| ← 562 | 563 | 564 → |
- Cardinal: five hundred sixty-three
- Ordinal: 563rd (five hundred sixty-third)
- Factorization: prime
- Divisors: 1, 563
- Greek numeral: ΦΞΓ´
- Roman numeral: DLXIII, dlxiii
- Binary: 1000110011_{2}
- Ternary: 202212_{3}
- Senary: 2335_{6}
- Octal: 1063_{8}
- Duodecimal: 3AB_{12}
- Hexadecimal: 233_{16}

= 563 (number) =

563 (five hundred [and] sixty-three) is the natural number following 562 and preceding 564.

== In mathematics ==
563 is the 103rd prime number. It is also a safe prime, a Chen prime, an Eisenstein prime with no imaginary part, a balanced prime, a sexy prime with 569, a happy prime, a prime-indexed prime, and a strictly non-palindromic number.

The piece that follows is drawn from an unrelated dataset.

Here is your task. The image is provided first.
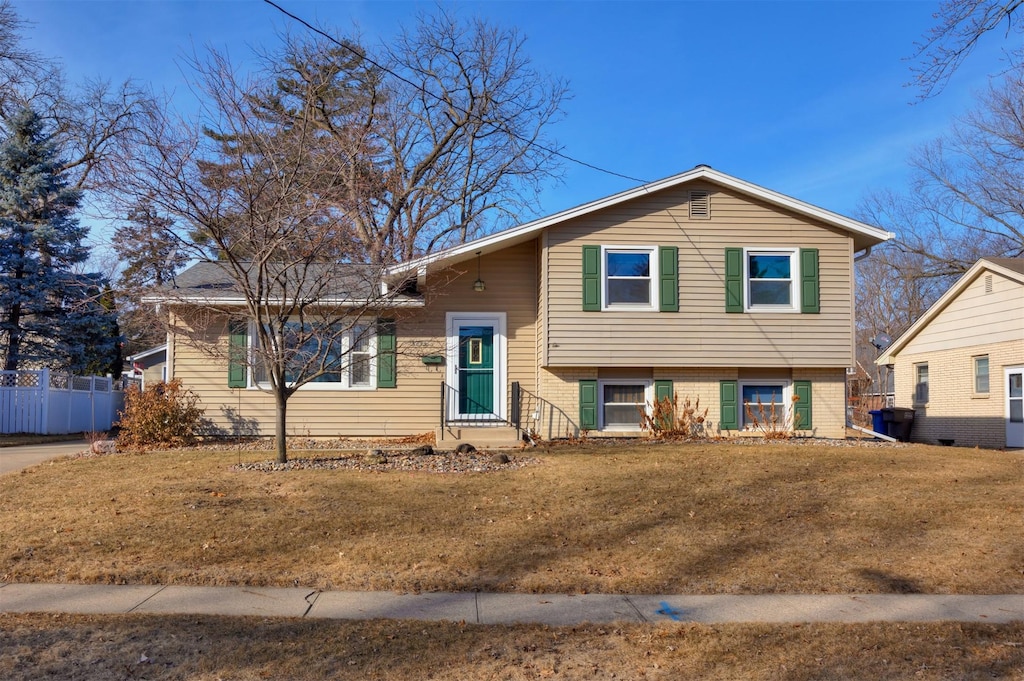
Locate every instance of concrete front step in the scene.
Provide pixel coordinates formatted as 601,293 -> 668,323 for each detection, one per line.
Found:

5^{563} - 4^{563} is prime.

=== Wilson Prime ===
563 is the largest known Wilson prime. It was discovered by Goldberg in the year 1953 by using the Bureau of Standards Eastern Automatic Computer to search all primes less than 10000. Six months after the completion of the table, Donald Wall computed a table of Wilson Quotients for all primes less than 5000 and independently discovered 563 as the third Wilson prime.